Combien d’aînés sont morts dans les établissements pour personnes âgées de New York à cause de l’ordonnance d’Andrew Cuomo ? La question reste en suspens en attendant la fin des enquêtes en cours et à venir. Mais les critiques du gouverneur ne se satisfont pas de son explication selon laquelle des foyers de contamination existaient dans ces établissements avant même l’ordonnance du 25 mars.

Janice Dean, météorologue chez Fox News, est devenue l’une des figures les plus reconnues parmi ces critiques, après avoir vu ses beaux-parents succomber à la COVID-19. La Canadienne d’origine éprouve aujourd’hui des sentiments ambivalents face au déballage médiatique concernant la gestion de la pandémie dans les établissements pour aînés de New York.

Tout en se disant « reconnaissante » de voir les médias s’intéresser « enfin aux décisions tragiques » du gouverneur Cuomo et à la « dissimulation qui a suivi », cet intérêt semble arriver un peu tard « pour les familles qui dénoncent la situation depuis 10 mois », a-t-elle déclaré à La Presse.

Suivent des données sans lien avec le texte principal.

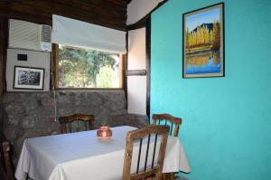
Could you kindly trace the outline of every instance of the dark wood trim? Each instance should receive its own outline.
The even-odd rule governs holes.
[[[146,115],[151,116],[151,35],[152,17],[149,16],[145,27],[145,69],[146,69]]]
[[[145,76],[146,70],[128,70],[126,76]]]
[[[51,75],[50,76],[50,82],[51,82],[51,90],[56,90],[59,87],[59,81],[58,81],[58,59],[59,59],[59,44],[53,43],[51,48]]]
[[[132,31],[132,30],[136,30],[136,29],[140,29],[145,27],[145,21],[141,21],[141,22],[137,22],[136,24],[127,25],[126,30],[127,31]]]
[[[8,21],[0,17],[0,95],[6,91],[5,64],[8,40]]]
[[[129,50],[129,33],[126,32],[126,53],[124,59],[124,81],[123,81],[123,88],[125,90],[126,99],[126,109],[128,109],[128,88],[127,88],[127,71],[128,71],[128,50]]]
[[[148,13],[146,15],[145,15],[143,18],[141,18],[139,21],[137,21],[135,24],[132,24],[130,25],[126,26],[126,31],[131,31],[131,30],[135,30],[135,29],[139,29],[145,26],[145,24],[146,24],[147,19],[152,15],[152,14],[156,11],[156,9],[158,9],[159,7],[161,7],[164,4],[165,4],[166,2],[168,2],[168,0],[164,0],[163,2],[160,2],[156,7],[154,7],[150,13]]]

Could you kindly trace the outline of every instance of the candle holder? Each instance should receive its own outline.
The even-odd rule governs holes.
[[[97,136],[99,138],[110,138],[112,137],[112,130],[107,126],[101,126],[97,130]]]

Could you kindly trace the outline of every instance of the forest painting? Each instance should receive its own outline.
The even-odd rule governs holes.
[[[182,77],[224,76],[224,5],[182,15]]]

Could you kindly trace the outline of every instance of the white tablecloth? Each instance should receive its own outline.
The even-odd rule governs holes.
[[[134,129],[112,128],[110,139],[98,139],[96,130],[25,139],[15,177],[25,180],[28,174],[34,180],[121,179],[126,133]],[[169,137],[163,172],[179,170],[189,173],[191,167],[179,138]]]

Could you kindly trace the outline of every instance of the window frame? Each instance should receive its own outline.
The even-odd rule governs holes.
[[[55,90],[125,90],[125,60],[126,54],[119,55],[119,88],[60,88],[58,81],[58,61],[59,61],[59,44],[52,43],[51,48],[52,66],[51,66],[51,89]]]

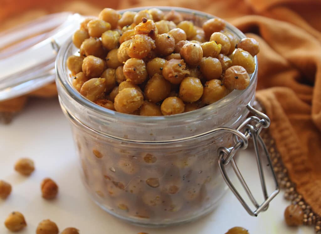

« Cependant, si cela signifie que nos familles verront un peu de justice pour les êtres chers que nous avons perdus, alors je me réjouis des manchettes. Mieux vaut tard que jamais », a-t-elle ajouté.

56 %

Malgré les tuiles qui lui tombent sur la tête, Andrew Cuomo demeure relativement populaire dans l’État de New York. Selon un sondage du Sienna College publié mardi dernier, 56 % des électeurs de son État sont satisfaits de sa performance. C’est quand même 21 points de pourcentage de moins qu’en avril 2020, alors que ses conférences de presse marquées au coin de la franchise et de la compassion, du moins en apparence, lui valaient des compliments dans les médias américains et internationaux.